See the Pope of Ulster stand,
Spiked shillelagh in each hand,
Vowing to uphold the Border,
Father, Son, and Orange Order.

 

He added: ‘I had better make sure of getting my Doctorate first.’
37

The established routines of his life continued. In August he snatched a week’s holiday in Norwich with his mother in ‘marvellous weather’, followed by a touring holiday in Ireland with Monica in his new car, an ‘enormous 4-litre Vanden Plas Princess,
with a Rolls Royce engine 
. . . 2nd, or even 3rd, hand’. It was ‘love at first sight’, he told Barbara Pym.
38
He wrote to Maeve about the number of Brennans they had encountered, including one Maeve Brennan: ‘I can’t forget you, even if I had any inclination to, which I haven’t.
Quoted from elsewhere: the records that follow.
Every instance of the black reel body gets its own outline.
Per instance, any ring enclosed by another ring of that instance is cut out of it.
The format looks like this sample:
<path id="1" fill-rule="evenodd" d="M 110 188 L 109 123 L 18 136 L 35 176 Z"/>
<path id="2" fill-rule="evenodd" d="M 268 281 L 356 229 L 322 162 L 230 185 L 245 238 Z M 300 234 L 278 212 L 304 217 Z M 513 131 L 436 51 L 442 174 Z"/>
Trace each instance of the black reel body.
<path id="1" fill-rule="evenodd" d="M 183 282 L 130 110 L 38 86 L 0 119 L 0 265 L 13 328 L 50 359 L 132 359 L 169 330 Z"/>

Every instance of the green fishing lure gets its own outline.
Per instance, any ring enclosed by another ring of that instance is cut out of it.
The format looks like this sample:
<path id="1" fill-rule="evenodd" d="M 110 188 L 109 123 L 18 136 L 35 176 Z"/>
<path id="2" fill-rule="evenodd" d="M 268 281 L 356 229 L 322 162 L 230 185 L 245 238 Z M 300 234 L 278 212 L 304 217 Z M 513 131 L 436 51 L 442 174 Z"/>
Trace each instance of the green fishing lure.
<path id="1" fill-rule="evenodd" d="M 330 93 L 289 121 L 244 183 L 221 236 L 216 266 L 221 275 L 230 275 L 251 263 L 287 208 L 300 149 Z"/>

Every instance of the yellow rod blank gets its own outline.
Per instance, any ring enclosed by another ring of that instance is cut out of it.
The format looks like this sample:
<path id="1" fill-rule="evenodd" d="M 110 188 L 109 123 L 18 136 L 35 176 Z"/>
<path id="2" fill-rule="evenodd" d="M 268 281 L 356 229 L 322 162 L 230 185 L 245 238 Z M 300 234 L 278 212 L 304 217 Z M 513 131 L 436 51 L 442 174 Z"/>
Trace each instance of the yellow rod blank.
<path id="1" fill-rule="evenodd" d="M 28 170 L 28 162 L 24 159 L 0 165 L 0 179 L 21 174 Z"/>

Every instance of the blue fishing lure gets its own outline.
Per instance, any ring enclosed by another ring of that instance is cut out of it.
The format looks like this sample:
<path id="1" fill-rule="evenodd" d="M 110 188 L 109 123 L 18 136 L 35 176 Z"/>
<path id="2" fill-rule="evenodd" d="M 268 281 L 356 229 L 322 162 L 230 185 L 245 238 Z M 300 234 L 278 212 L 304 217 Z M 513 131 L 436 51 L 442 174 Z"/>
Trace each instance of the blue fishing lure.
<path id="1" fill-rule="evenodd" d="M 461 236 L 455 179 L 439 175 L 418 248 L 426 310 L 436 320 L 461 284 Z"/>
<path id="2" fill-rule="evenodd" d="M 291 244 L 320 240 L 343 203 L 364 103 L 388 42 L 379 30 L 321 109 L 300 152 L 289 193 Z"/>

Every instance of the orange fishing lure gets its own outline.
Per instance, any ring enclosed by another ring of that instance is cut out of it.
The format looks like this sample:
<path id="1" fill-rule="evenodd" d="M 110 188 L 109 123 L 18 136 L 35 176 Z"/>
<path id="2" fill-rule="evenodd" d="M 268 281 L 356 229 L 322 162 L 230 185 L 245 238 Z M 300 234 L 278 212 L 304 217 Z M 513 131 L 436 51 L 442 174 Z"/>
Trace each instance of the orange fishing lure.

Accept a big kiss and some spectral maulings – are you wearing tights? Or stockings?’
39
Stage 2 of the new Library building had been opened in spring 1969, and he took pride in the imposing seven-storey tower which won awards from the Civic Trust and the Royal Institute of British Architects.
40
However, by the beginning of the academic year in autumn 1969, he already felt displaced within it: ‘There are so many new members of staff that I feel like a stranger in my own building.’ He was relying increasingly on Betty Mackereth, who had now been his secretary for twelve years. As he told his mother in October 1969: ‘My mainstay is Betty: boundless energy, always cheerful & tolerant, and if she doesn’t do half my work she sort of chews it up to make it easier for me to swallow. I’d be lost without her.’
41
Betty had learned to cope with his volatile moods. One morning she might receive a phone call shortly after nine in the accent of a Yorkshire pub landlord: ‘We’ve got a geezer ’ere. Been under t’table all night, dead to t’world. And ’e says ’is name’s Philip Larkin.’ On another day he would sit at his desk staring at nothing, and she would flit silently in and out to collect the necessary papers.
42

Increasingly deaf, overworked and alienated, Larkin was being pushed to the side of his own professional life. His response was to engineer an escape from Hull, if only a temporary one. Since early 1966 he had been giving occasional attention to his OUP
Twentieth-Century Verse
anthology. He could now reasonably request leave in Oxford, where he would have access to the Bodleian copyright Library and could finish work on the project. He wrote to Barbara Pym on 3 February 1970:

 
I am hoping to go to All Souls for 6 months in the autumn – a ‘Visiting Fellow’. I went there recently: it’s rather like an academic nursing-home. ‘We don’t want you to have
any
worries while you’re here.’ My excuse is to finish off this wretched Oxford Book – or let it finish
me
off. I have dreams of reliving my youth – of doing all the things I never did – going to Bach choir concerts – the Playhouse – having coffee at Elliston’s – walking to those places I’ve never seen, like
Bagley Wood
& all that Scholar-(Gipsy/Gypsy) jazz. Bet I don’t.